In William Greene's Econometric Analysis book (7th edition), page 64 states (right above equation 4-20) assumption A5a: $$\tag{A5a} (\textbf{x}_i,\epsilon_i)\quad i=1,\dots,n \quad \text{ is a sequence of independent observations} $$ (note that $x_i$ is a vector of either stochastic or non-stochastic objects)
My question is the following: What exactly does this mean (both intuitively and in mathematical terms)
My understanding is that this means (in intuition)
- each $\textbf{x}_i$ needs to be independent of $\textbf{x_j}$ (i.e. $P(\textbf{x}_i \cap \textbf{x}_j) = P(\textbf{x}_i)P(\textbf{x}_j)$
- each $\epsilon_i$ must be independent of each $\epsilon_j$
In terms of of math, if $f_i$ denotes the joint distribution of $(\textbf{x}_i,\epsilon_i)$, and $f$ denotes the joint distribution of all the pairs, then I think it requires $$ f((\textbf{x}_1,\epsilon_1),\dots,(\textbf{x}_n,\epsilon_n)) = \Pi f_i(\textbf{x}_1,\epsilon_1)\dots f_n(\textbf{x}_n,\epsilon_n) $$
This condition does not require anything about how $\textbf{x}_i$ and $\epsilon_i$ relate, though, does it?

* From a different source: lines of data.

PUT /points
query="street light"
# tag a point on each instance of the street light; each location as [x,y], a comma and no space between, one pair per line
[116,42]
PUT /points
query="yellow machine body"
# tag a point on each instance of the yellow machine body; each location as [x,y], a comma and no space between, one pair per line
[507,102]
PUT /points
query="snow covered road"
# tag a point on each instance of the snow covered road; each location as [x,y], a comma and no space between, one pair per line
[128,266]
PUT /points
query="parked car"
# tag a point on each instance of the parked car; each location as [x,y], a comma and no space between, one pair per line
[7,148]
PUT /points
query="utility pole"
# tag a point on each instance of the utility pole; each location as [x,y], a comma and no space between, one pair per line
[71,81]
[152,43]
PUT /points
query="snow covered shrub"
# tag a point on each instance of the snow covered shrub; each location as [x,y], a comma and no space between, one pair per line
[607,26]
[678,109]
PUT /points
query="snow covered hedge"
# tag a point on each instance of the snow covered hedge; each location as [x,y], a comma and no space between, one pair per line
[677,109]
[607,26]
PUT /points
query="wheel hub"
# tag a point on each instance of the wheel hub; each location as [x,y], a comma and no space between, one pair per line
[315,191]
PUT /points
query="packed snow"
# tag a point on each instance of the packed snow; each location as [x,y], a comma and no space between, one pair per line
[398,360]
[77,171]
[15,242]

Edit: Note, I am only asking about what assumption A5a implies(/requires), not about what might be needed for least squares or some other estimation technique (which likely requires additional assumptions)

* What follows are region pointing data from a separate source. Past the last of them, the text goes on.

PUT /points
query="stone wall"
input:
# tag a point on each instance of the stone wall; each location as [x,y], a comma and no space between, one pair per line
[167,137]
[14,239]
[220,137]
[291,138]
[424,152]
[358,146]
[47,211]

Assuming the random variables are absolutely continuous, your characterization that the joint density is the product of the marginals, i.e.
$$f(x_1,\epsilon_1,...,x_n,\epsilon_n)=\Pi_i f(x_i,\epsilon_i)$$
is correct.
Note that random vectors $X,Y$ being independent implies $g(X),h(Y)$ are also independent for measurable real-valued functions $g,h$. Applying functions that marginalize out each component in your setup, it follows that $x_i$ is independent of $x_j$, and also $\epsilon_i$ is independent of $\epsilon_j$ for $j\neq i$.